Baylor’s research team uncovered this about “scattered” vs. “gathered” ministry efforts:

No one has ever studied this growing debate over “scattered” vs. “gathered” churches. ISR researchers found that the “scattered” church – religious activities not affiliated with or sponsored by a congregation – is quite large, but they also found that the “scattered” activities are not a substitute for participation in the “gathered” church.

“One of the things that you hear a lot of is that people are growing dissatisfied with organized religion, and because of this dissatisfaction, they don’t participate in religious activities,” said Byron Johnson, professor of sociology at Baylor and co-director of the ISR. “There’s some concern that people are just staying in church and not getting out, but what we found that people who do these outreach ministries all operate from the base of some organized church that they’re involved in. They’re really not out there frustrated with the organized church doing these other kinds of ministries and outreach that they have no church home of their own because they’re so dissatisfied. It’s not true.”

The survey found that 14 percent of American adults – or about 31 million people – take part in a community prayer group, 9 percent in a Bible study group and 12 percent in faith-based programs not affiliated with or sponsored by a congregation. Of those, 80 percent attend their regular church frequently. These “scattered” activities, such as prayer and Bible study groups, actually strengthen the “gathered” church.
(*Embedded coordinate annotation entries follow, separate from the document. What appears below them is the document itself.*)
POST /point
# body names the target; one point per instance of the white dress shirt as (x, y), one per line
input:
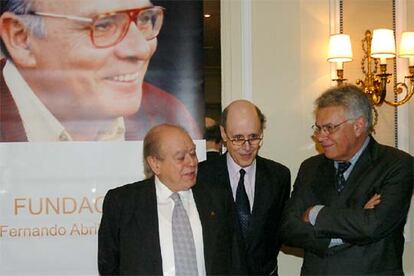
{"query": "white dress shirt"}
(249, 178)
(39, 123)
(165, 206)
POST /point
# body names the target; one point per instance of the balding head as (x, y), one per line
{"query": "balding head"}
(242, 129)
(243, 108)
(170, 154)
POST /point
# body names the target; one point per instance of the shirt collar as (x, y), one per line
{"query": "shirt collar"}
(164, 193)
(39, 123)
(356, 156)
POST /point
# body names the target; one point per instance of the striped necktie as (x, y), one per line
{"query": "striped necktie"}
(340, 179)
(183, 240)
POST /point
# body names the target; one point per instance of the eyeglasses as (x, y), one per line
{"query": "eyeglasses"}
(328, 128)
(108, 29)
(239, 141)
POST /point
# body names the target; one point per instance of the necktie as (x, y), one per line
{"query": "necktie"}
(242, 204)
(340, 179)
(183, 241)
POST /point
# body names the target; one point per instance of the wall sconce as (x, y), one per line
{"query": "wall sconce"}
(377, 47)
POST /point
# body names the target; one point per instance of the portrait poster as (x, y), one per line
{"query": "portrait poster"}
(51, 190)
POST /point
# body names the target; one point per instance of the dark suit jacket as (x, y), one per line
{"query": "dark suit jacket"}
(373, 238)
(213, 155)
(157, 106)
(128, 239)
(272, 188)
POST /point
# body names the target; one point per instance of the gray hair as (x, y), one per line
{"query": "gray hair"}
(352, 99)
(23, 8)
(152, 145)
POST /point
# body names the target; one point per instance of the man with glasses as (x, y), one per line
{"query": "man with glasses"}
(258, 187)
(349, 205)
(75, 71)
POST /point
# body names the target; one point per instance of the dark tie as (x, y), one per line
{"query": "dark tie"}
(242, 204)
(183, 241)
(340, 179)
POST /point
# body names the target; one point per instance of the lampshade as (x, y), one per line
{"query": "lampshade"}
(340, 49)
(383, 44)
(407, 46)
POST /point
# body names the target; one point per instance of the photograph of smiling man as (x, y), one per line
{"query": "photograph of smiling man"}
(77, 70)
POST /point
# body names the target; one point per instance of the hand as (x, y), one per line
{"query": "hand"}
(373, 201)
(306, 214)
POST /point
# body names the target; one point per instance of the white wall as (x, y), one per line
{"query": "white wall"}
(289, 70)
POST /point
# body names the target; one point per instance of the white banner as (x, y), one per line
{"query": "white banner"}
(51, 202)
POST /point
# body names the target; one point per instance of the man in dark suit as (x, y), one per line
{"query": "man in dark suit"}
(137, 231)
(52, 90)
(258, 187)
(349, 204)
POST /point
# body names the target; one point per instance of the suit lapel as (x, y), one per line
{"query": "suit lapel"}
(146, 216)
(323, 183)
(359, 172)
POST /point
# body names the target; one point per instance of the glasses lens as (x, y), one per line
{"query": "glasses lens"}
(149, 22)
(255, 141)
(107, 30)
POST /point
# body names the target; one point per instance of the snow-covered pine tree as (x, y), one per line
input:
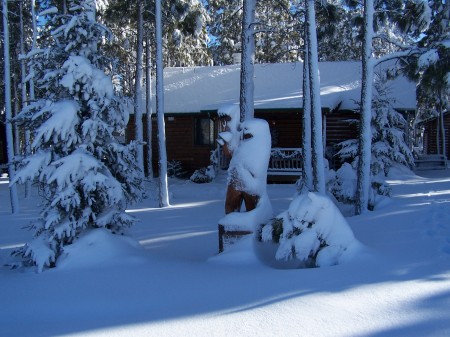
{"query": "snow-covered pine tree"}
(85, 175)
(388, 148)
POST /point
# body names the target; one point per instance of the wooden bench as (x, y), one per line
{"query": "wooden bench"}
(285, 165)
(229, 236)
(431, 162)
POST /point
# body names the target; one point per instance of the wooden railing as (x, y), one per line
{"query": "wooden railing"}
(285, 161)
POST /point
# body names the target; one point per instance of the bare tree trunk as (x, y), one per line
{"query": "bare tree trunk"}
(138, 96)
(23, 73)
(316, 107)
(247, 60)
(163, 183)
(441, 118)
(148, 76)
(365, 133)
(16, 132)
(8, 111)
(307, 176)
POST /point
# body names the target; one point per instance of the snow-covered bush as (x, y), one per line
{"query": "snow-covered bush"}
(86, 176)
(313, 231)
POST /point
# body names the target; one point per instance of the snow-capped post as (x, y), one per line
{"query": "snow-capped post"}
(8, 111)
(163, 183)
(316, 107)
(365, 133)
(247, 60)
(138, 95)
(247, 176)
(87, 176)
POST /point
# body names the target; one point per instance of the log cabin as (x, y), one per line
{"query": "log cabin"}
(432, 141)
(193, 95)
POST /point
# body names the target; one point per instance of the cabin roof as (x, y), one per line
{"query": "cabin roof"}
(277, 86)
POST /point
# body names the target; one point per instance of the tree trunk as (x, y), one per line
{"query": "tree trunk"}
(316, 107)
(307, 175)
(247, 60)
(23, 71)
(365, 133)
(138, 96)
(8, 111)
(148, 76)
(163, 183)
(441, 118)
For “gathered” churches, the primary issue is whether or not congregations tend to be open or closed social networks and whether this influences their capacity for outreach. As the researchers found with megachurches, belonging to a congregation that consists largely of close friendships does not turn members inward. In fact, members of the “gathered” church witness most often to strangers and are most likely to do volunteer work in their communities. The survey confirmed that “scattered” church activities benefit those receiving the outreach, while encouraging and strengthening the commitment of those providing the outreach in the “gathered” church.